In the present study, we optimized a real-time RT-PCR assay able to detect 5 fg (380 molecules, equivalent to approximately 1.7 × 10⁻³ TCID₅₀/ml) of BEV RNA per ml of nonconcentrated sample. A combination of this methodology with a previous concentration step with electropositive filters, which concentrated the sample up to 32-fold, allowed detection of as little as 12 BEV RNA molecules/ml of water tested.

Once the BEV detection procedure was optimized, it was applied to a survey study of BEV in biological and environmental samples collected around Spain in areas with intensive or extensive farming of different animal species. Our results indicated that, as in other regions of the world (2, 14, 17, 36), BEV is widespread in cattle herds around Spain. Up to 78% (78 of 100) of the bovine fecal samples tested were BEV positive as determined by the fluorogenic real-time RT-PCR assay. Nevertheless, as expected, BEV was less prevalent in cattle from extensive farms (69%) than in cattle from intensive farms (94%), even though all 24 herds tested had at least one BEV-positive sample, stressing the endemicity of BEV infection in Spain.

BEV is very stable in the environment, and thus, it has been proposed that this virus could be a useful indicator of water and environmental contamination (14), as well as a potential surrogate for other highly infectious picornaviruses, such as foot-and-mouth disease virus, in order to optimize extraction and/or detection procedures for contamination of the environment (8, 34). The first description of the genetic relationship between simultaneously collected water and fecal samples from a single closed herd showed that in most cases, the sequences detected in water samples were quite similar to those present in feces (14). In the present study, the BEV sequences detected in water samples were also quite heterogeneous and closely related to those amplified from bovine samples. In only one case did the BEV sequence amplified from a water sample (Wa1.4) obtained from a watering tank on a farm have the same sequence as one of the fecal bovine samples (Bo1.6) simultaneously collected on the same farm. Since most water samples were obtained from sources shared by different herds, the lack of sequence homology between water and bovine samples may be explained by the relatively high heterogeneity found in the bovine samples. Recent data (8) describing the detection of BEV RNA in water samples at a time when no BEV RNA was amplified from cattle feces obtained in the same area suggest that the virus may persist for long time in the environment and/or may be shed by a few animals of the herd. Actually, while we detected BEV RNA in 70% of the water samples from area 1, in which the population of cattle is high and where intensive farming is common, none of the water samples collected in area 3, a predominant extensive farming region, gave positive results. Thus, as expected, our data support the finding that the greater the concentration of animals that share pastures and drinking sources, the higher the risk of BEV environmental contamination and, consequently, the greater the possible usefulness of BEV RNA detection for tracing animal viral contamination.

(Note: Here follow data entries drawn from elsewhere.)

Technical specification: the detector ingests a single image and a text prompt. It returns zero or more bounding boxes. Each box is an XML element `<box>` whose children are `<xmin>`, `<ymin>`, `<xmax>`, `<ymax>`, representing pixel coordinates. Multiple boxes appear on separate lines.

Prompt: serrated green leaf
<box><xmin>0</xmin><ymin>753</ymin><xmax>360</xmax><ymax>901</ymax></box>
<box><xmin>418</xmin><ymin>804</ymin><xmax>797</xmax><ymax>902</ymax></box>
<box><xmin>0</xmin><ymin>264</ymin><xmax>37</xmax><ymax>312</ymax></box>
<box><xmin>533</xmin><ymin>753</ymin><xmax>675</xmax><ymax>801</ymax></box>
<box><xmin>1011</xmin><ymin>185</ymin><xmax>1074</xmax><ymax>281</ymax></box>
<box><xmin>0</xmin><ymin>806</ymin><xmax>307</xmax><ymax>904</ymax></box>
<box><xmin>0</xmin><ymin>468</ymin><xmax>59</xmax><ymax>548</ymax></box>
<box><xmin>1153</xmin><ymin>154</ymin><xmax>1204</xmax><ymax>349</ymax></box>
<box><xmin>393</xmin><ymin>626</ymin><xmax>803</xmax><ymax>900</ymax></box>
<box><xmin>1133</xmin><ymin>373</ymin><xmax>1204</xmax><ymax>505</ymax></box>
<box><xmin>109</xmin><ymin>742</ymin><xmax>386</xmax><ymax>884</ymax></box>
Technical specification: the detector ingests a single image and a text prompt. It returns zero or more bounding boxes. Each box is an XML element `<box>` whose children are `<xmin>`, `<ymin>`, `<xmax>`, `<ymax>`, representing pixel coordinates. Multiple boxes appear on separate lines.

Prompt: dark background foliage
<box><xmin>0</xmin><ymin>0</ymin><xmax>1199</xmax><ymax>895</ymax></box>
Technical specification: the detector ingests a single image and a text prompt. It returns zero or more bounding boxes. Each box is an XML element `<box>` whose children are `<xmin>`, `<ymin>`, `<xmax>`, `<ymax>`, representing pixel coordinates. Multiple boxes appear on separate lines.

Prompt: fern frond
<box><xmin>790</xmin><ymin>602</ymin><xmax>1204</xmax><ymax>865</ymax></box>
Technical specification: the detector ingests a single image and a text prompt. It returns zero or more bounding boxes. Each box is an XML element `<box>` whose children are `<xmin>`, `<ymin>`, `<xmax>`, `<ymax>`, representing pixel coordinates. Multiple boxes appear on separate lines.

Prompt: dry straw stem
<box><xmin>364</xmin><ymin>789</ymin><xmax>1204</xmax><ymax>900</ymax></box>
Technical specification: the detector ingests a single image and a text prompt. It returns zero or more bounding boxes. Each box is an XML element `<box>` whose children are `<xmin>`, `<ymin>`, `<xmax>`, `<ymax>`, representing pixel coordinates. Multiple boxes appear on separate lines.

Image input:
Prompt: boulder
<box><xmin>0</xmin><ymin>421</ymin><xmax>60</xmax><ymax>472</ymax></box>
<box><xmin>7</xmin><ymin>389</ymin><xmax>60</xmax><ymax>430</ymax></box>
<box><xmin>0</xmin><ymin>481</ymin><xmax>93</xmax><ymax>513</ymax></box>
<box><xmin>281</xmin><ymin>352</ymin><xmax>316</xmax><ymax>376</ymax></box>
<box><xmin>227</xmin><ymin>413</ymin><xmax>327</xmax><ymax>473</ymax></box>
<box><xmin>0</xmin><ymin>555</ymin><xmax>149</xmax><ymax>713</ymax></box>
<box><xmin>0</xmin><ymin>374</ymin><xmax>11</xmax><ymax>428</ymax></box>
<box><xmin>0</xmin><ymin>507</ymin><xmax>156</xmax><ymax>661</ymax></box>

Enteroviruses are shed in feces, and consequently, they are spread through contaminated soil and water. Therefore, different animal species grazing in the same pastures and/or drinking from the same water sources are likely to be infected by similar virus variants. However, little information is available regarding the presence of BEV-like viruses in other ruminants. Recently, amplification of BEV-like sequences from deer feces collected in an area where there was cattle pasturing was described (14). In the present work, analysis of feces from animals other than cattle that were grazing in the areas under study revealed that the prevalence of BEV-like sequences in feces from horses, goats, and sheep was relatively high (39 to 60%). At this point, it cannot be clearly established whether these animals are susceptible to BEV-like virus infection or just mechanical carriers of the virus. The fact that the amplification values obtained when these animal feces were tested by real-time RT-PCR were similar to those obtained with cattle feces and the fact that some samples were obtained in areas where no cattle farming was observed suggest that the animals are not just mechanical carriers. In any case, experiments to fully characterize these BEV-like isolates are currently under way.

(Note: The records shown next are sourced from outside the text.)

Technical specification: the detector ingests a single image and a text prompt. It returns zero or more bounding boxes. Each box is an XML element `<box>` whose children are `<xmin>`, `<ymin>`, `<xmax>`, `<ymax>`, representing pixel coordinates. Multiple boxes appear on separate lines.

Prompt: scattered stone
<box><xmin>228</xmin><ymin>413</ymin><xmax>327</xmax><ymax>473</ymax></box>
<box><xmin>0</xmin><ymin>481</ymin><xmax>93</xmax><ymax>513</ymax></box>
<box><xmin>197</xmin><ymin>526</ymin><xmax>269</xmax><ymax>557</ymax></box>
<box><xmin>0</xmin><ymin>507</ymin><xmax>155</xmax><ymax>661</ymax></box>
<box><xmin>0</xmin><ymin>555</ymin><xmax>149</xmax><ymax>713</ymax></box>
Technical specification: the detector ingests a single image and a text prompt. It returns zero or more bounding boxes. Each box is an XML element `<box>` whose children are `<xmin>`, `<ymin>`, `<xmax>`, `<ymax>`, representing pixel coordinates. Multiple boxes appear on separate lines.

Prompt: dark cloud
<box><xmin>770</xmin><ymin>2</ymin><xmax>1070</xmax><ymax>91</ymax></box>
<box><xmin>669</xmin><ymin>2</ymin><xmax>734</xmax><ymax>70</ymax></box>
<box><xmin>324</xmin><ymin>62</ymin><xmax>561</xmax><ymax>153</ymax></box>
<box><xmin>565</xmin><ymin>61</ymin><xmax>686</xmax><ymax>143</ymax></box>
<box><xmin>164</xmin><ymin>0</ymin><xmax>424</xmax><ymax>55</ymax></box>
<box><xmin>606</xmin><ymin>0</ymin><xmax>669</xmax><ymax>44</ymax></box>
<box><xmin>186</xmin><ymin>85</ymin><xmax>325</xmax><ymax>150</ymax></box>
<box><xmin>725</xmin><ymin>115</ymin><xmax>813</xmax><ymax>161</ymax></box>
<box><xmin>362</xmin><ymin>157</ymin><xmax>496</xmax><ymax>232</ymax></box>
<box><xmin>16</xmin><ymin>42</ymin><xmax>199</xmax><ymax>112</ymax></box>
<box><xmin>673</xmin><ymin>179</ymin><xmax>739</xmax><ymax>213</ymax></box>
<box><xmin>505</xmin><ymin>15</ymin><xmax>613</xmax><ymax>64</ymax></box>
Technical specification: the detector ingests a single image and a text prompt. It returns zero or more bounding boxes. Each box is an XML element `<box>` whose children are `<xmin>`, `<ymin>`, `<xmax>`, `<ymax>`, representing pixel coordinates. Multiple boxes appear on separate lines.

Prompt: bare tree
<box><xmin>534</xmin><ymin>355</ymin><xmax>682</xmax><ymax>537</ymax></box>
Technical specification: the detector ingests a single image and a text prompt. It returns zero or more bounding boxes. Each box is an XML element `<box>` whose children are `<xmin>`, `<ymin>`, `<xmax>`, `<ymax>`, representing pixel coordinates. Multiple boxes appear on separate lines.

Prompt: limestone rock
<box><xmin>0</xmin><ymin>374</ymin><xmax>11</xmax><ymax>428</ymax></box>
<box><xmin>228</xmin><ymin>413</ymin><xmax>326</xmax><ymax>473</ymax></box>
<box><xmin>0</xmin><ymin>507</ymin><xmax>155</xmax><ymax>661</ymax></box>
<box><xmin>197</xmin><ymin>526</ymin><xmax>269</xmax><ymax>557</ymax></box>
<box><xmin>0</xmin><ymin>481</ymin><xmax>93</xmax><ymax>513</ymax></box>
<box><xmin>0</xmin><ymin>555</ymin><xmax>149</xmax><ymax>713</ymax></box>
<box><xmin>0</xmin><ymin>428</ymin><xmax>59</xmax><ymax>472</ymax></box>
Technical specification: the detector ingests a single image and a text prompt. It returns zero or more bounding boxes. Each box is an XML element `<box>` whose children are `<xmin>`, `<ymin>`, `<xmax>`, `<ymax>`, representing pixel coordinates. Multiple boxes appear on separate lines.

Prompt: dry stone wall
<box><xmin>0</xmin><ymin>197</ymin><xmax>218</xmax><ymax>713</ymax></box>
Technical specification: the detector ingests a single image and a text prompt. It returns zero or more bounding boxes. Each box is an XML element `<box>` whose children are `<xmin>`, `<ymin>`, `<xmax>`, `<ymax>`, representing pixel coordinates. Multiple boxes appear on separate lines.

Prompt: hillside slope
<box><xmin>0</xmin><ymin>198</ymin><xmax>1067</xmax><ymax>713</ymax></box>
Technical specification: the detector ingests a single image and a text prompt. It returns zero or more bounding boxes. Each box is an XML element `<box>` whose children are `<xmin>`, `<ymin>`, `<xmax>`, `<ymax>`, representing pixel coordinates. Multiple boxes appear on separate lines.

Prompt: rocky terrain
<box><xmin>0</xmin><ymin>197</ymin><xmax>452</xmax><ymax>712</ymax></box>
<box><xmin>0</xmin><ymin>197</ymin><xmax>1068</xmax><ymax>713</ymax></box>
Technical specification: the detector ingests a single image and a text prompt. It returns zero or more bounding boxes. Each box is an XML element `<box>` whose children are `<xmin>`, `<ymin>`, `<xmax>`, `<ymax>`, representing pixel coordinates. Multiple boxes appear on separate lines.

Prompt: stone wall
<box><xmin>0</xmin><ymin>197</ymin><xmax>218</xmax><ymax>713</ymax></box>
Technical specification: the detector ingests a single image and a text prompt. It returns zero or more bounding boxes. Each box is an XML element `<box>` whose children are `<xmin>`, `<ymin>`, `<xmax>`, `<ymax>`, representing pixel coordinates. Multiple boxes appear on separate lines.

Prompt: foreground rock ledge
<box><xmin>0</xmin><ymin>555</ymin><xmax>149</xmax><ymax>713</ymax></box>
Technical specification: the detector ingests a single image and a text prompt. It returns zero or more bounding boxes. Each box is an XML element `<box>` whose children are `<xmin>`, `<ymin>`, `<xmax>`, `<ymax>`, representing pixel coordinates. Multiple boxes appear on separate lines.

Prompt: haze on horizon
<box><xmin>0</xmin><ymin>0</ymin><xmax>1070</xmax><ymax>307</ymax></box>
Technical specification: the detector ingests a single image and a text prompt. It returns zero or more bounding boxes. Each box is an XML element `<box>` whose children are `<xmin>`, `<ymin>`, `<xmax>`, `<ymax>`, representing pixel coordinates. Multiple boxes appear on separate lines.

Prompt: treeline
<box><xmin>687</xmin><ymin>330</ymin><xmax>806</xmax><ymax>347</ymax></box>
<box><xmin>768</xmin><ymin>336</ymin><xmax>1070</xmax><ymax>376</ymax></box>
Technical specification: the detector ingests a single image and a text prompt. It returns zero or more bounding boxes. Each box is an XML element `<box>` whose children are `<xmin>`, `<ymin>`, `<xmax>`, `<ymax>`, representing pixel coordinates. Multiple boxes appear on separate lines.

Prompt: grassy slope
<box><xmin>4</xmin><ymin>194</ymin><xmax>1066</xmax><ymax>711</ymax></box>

To gain further insight into the genetic relationship among the different BEV-positive samples detected, nucleotide and phylogenetic analyses of the viral 5′NCR were performed. The 5′NCR of all picornaviruses is directly implicated in viral translation and genome replication, having conserved regions that maintain the secondary structures, as well as variable regions that allow genetic classification (24, 29, 31, 35). In fact, nucleotide changes in this region that interfere with RNA folding and/or RNA-protein interactions may have drastic consequences in cell tropism (27, 35) and pathogenicity (21). Our data indicate that with a few exceptions, the sequences in most of the samples analyzed were more closely related to BEV-2 sequences than to BEV-1 sequences. Differences affecting the folding pattern of the two BEV types may be the result of viral evolution (35), and thus, they may have important biological consequences.

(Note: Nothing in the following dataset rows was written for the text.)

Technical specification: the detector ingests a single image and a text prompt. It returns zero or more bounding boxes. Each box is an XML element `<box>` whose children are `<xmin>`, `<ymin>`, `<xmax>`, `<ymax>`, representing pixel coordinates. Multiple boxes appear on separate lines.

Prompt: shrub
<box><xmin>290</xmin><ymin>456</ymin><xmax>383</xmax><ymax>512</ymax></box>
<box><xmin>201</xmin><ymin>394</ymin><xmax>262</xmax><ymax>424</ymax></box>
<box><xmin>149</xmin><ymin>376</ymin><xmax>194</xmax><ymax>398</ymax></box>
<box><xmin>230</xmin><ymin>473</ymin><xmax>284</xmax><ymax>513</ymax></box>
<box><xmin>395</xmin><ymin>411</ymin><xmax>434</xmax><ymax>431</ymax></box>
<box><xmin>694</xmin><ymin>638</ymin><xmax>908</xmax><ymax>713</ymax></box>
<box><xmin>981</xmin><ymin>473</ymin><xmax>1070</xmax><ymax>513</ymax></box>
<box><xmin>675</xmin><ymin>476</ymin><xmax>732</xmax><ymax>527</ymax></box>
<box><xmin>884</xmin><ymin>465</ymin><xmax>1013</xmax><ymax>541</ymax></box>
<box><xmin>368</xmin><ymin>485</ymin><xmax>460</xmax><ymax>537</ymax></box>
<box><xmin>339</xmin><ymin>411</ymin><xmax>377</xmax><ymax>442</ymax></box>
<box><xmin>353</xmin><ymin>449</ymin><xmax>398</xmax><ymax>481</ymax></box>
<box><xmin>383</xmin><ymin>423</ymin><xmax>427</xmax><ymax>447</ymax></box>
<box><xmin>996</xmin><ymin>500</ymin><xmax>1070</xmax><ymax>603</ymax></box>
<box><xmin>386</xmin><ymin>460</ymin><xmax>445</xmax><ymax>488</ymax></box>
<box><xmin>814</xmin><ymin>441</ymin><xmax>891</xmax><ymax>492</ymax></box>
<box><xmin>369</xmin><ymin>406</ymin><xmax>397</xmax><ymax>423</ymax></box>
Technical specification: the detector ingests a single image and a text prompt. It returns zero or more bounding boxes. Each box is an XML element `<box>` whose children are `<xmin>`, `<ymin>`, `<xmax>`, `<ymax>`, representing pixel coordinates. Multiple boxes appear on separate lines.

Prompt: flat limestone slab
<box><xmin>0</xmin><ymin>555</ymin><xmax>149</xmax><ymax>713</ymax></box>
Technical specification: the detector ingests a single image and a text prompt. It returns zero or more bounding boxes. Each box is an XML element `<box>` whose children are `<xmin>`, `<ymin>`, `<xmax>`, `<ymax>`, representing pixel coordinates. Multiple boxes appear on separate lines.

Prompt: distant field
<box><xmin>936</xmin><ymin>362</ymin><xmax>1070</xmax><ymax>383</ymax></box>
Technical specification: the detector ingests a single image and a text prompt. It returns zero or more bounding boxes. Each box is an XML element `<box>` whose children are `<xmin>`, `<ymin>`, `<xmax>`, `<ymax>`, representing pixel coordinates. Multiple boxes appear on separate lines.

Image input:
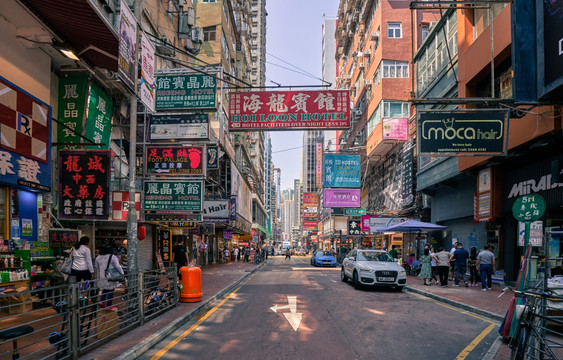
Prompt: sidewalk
<box><xmin>80</xmin><ymin>262</ymin><xmax>265</xmax><ymax>360</ymax></box>
<box><xmin>85</xmin><ymin>262</ymin><xmax>511</xmax><ymax>360</ymax></box>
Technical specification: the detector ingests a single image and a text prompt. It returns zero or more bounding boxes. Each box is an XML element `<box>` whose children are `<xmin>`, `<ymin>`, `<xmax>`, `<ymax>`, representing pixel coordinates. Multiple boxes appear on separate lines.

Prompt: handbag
<box><xmin>105</xmin><ymin>254</ymin><xmax>124</xmax><ymax>282</ymax></box>
<box><xmin>61</xmin><ymin>248</ymin><xmax>74</xmax><ymax>275</ymax></box>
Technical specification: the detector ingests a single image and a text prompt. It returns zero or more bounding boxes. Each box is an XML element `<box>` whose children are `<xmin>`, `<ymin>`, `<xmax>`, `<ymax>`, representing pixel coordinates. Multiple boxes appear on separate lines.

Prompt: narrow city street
<box><xmin>141</xmin><ymin>256</ymin><xmax>498</xmax><ymax>360</ymax></box>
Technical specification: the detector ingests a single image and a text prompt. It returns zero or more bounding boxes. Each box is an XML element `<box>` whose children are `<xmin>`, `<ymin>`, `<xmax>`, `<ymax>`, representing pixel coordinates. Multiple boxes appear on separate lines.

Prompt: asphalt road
<box><xmin>141</xmin><ymin>256</ymin><xmax>498</xmax><ymax>360</ymax></box>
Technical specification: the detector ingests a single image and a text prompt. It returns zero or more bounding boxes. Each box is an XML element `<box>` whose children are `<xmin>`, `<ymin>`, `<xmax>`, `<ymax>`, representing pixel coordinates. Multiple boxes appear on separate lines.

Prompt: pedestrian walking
<box><xmin>418</xmin><ymin>249</ymin><xmax>432</xmax><ymax>286</ymax></box>
<box><xmin>434</xmin><ymin>247</ymin><xmax>450</xmax><ymax>287</ymax></box>
<box><xmin>430</xmin><ymin>247</ymin><xmax>438</xmax><ymax>285</ymax></box>
<box><xmin>475</xmin><ymin>245</ymin><xmax>495</xmax><ymax>291</ymax></box>
<box><xmin>450</xmin><ymin>242</ymin><xmax>469</xmax><ymax>287</ymax></box>
<box><xmin>467</xmin><ymin>246</ymin><xmax>477</xmax><ymax>286</ymax></box>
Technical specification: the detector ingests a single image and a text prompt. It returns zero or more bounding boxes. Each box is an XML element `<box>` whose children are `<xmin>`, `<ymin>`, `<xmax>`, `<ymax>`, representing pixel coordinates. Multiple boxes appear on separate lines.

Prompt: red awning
<box><xmin>20</xmin><ymin>0</ymin><xmax>119</xmax><ymax>71</ymax></box>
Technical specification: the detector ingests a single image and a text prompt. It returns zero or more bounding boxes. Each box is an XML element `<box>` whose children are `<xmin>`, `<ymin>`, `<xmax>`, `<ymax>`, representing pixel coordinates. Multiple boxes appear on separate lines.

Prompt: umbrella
<box><xmin>376</xmin><ymin>220</ymin><xmax>447</xmax><ymax>232</ymax></box>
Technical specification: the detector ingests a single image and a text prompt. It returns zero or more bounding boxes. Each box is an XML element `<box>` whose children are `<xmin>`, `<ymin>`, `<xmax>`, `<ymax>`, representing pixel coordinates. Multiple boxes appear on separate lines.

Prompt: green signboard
<box><xmin>57</xmin><ymin>76</ymin><xmax>88</xmax><ymax>149</ymax></box>
<box><xmin>344</xmin><ymin>208</ymin><xmax>366</xmax><ymax>216</ymax></box>
<box><xmin>156</xmin><ymin>74</ymin><xmax>217</xmax><ymax>110</ymax></box>
<box><xmin>143</xmin><ymin>180</ymin><xmax>203</xmax><ymax>214</ymax></box>
<box><xmin>84</xmin><ymin>84</ymin><xmax>113</xmax><ymax>149</ymax></box>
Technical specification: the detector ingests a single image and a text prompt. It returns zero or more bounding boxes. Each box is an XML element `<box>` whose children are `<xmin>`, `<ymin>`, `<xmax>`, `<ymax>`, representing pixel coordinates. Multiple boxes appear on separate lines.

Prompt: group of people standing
<box><xmin>418</xmin><ymin>242</ymin><xmax>495</xmax><ymax>291</ymax></box>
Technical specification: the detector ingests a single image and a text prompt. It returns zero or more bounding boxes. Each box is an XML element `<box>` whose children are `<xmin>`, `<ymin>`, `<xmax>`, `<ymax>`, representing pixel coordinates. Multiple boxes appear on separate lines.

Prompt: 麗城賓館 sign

Even though there is little information regarding BEV sequence homology, our data confirmed the previously described significant sequence variation in the 5′NCR found among BEV isolates (8, 14). This variation is similar to that described for other enteroviruses that exhibit levels of identity between isolates ranging from 70 to 96% (28). In our study, none of the sequences were identical to any of the previously described sequences, including the three main groups of sequences reported for BEV isolates from the United States (14). Therefore, our data support the hypothesis that many different BEV populations coexist. Moreover, different BEV sequences were detected in cattle feces from the same herds, while genetically more closely related variants were amplified from feces collected in herds from very distant farms.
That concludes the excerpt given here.